How? He believed he could build a winning program.
And, like every effective leader, he made his teams believe in themselves.
Perfect example: “the Shot,” Christian Laettner’s buzzer-beater against Kentucky in the 1992 East Regional Finals, arguably the most iconic shot in NCAA Tournament history.
In overtime, Kentucky took a one-point lead with 2.1 seconds left on a Sean Woods running jump-hook.
What did Coach K say to his team during the time-out?
“I’d be lying if I said I thought, really, we were going to win,” Krzyzewski told Graham Bensinger. “But as a leader, you have to portray the confidence of saying, ‘We’re going to win.’ We had this eye-to-eye contact, truth thing, trust, and I said, ‘We’re going to win.'”
Belief requires a plan. In fact, belief relies on a plan.
People need to know what, but they also have to understand and embrace how. Krzyzewski drew up a play where Laettner would catch the inbounds pass near the top of the key and then make a split-second decision to shoot or pass.
“I asked Grant (Hill, who would pass the ball inbounds),” Krzyzewski said, “‘Can you throw the ball 75 feet?’ And he said yes.”
Then Krzyzewski asked Laettner, “When you come off the baseline, will you catch it?”
Laettner, who even in the most intense moments was incapable of being anything other than himself, said, “Coach, if Grant throws a good pass, I’ll catch it.”
Both were dumb questions. Obviously, Hill could throw the ball that far. Clearly, Laettner could catch it. So why ask?
“A lot of times,” Krzyzewski says, “when you ask somebody if they can do something, and they say they’ll do it, in their minds they’ve already done it.”
In a huge moment, one with incredibly high stakes, Krzyzewski had stripped the goal down to basic tasks each player knew he could perform.
That knowledge, that belief, inspired confidence.
In the event, Hill was able to throw a good pass (especially since Kentucky chose not to put a player on him). Laettner was able to catch the pass.
And then Laettner made the shot. (Because like him or not, Laettner is one of the most accomplished college basketball players of all time.)
Krzyzewski didn’t know his team would win.
He didn’t know Laettner would make the shot.
In spite of his seemingly other-worldly confidence, Laettner didn’t know he would make the shot.
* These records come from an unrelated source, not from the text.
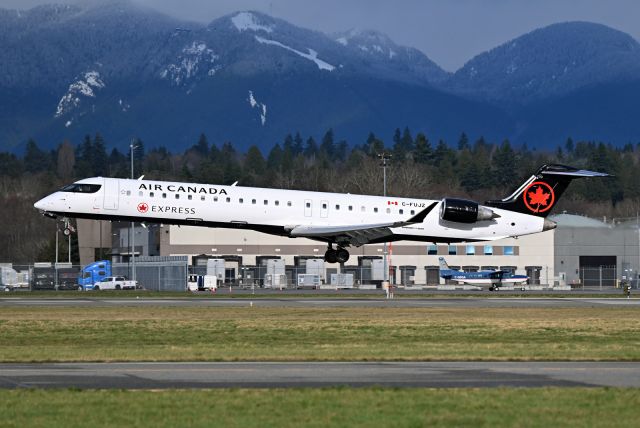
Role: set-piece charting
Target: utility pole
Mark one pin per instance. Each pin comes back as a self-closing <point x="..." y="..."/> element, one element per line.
<point x="132" y="146"/>
<point x="384" y="162"/>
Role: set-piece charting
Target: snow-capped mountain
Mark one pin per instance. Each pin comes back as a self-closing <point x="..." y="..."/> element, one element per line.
<point x="551" y="61"/>
<point x="122" y="70"/>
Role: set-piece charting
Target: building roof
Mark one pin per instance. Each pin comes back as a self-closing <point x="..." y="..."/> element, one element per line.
<point x="572" y="220"/>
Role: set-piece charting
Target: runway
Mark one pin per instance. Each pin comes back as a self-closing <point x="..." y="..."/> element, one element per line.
<point x="313" y="302"/>
<point x="319" y="374"/>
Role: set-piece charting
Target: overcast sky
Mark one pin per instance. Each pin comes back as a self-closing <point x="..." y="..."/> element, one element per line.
<point x="450" y="32"/>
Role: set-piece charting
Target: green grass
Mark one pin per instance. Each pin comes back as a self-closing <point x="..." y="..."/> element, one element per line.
<point x="356" y="407"/>
<point x="317" y="334"/>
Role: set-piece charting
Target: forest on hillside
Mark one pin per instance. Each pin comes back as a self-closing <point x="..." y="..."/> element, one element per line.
<point x="475" y="169"/>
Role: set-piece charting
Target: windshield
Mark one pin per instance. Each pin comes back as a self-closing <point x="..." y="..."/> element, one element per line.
<point x="81" y="188"/>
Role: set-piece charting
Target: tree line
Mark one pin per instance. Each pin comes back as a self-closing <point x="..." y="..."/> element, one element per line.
<point x="470" y="168"/>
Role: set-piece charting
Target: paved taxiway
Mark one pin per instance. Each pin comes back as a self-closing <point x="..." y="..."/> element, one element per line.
<point x="318" y="374"/>
<point x="311" y="302"/>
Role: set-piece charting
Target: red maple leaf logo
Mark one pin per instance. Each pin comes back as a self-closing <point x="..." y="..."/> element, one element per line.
<point x="539" y="197"/>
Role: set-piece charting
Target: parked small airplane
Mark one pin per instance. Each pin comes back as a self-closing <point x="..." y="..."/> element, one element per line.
<point x="491" y="278"/>
<point x="338" y="219"/>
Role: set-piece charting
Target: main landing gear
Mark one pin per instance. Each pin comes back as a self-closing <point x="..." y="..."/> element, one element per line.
<point x="68" y="228"/>
<point x="339" y="255"/>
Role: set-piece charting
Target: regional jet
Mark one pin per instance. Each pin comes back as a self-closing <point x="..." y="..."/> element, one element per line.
<point x="491" y="278"/>
<point x="340" y="220"/>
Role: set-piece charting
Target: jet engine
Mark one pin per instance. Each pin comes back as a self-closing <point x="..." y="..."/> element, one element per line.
<point x="464" y="211"/>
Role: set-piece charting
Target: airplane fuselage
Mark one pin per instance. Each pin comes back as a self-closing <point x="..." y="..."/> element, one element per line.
<point x="272" y="211"/>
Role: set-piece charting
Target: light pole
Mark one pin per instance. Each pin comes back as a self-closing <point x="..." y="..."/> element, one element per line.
<point x="133" y="146"/>
<point x="384" y="162"/>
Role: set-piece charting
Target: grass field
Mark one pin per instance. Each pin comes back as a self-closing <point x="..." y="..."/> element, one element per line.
<point x="320" y="334"/>
<point x="364" y="407"/>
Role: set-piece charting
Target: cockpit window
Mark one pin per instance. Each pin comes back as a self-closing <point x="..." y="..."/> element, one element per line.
<point x="81" y="188"/>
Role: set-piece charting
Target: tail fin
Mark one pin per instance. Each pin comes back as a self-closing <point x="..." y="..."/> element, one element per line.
<point x="541" y="191"/>
<point x="443" y="264"/>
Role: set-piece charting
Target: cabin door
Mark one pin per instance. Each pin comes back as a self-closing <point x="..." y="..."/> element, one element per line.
<point x="111" y="193"/>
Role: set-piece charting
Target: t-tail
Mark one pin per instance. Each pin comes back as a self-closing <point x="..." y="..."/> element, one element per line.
<point x="538" y="195"/>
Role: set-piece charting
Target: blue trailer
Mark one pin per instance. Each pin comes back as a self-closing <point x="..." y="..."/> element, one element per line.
<point x="92" y="273"/>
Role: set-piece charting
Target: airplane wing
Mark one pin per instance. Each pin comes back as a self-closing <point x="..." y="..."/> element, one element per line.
<point x="357" y="234"/>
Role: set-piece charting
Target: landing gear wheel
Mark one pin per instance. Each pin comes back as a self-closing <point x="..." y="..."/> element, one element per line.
<point x="331" y="256"/>
<point x="342" y="255"/>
But Krzyzewski believed his team could win — and he helped them believe by asking basic questions that let them not only visualize, but feel confident they could successfully play their role.
His belief, and that simple motivational tactic, helped inspire belief in his players, both as individuals and as a team.
You can’t connect the dots looking forward; you can only connect them looking backwards. So you have to trust that the dots will somehow connect in your future.
You have to trust in something — your gut, destiny, life, karma, whatever. This approach has never let me down, and it has made all the difference in my life.
You can never guarantee that your team will always succeed.
You can never guarantee individual employees will always succeed.
But when you don’t believe in yourself — and when you don’t inspire belief in your employees — you can almost guarantee that you, and they, will never succeed.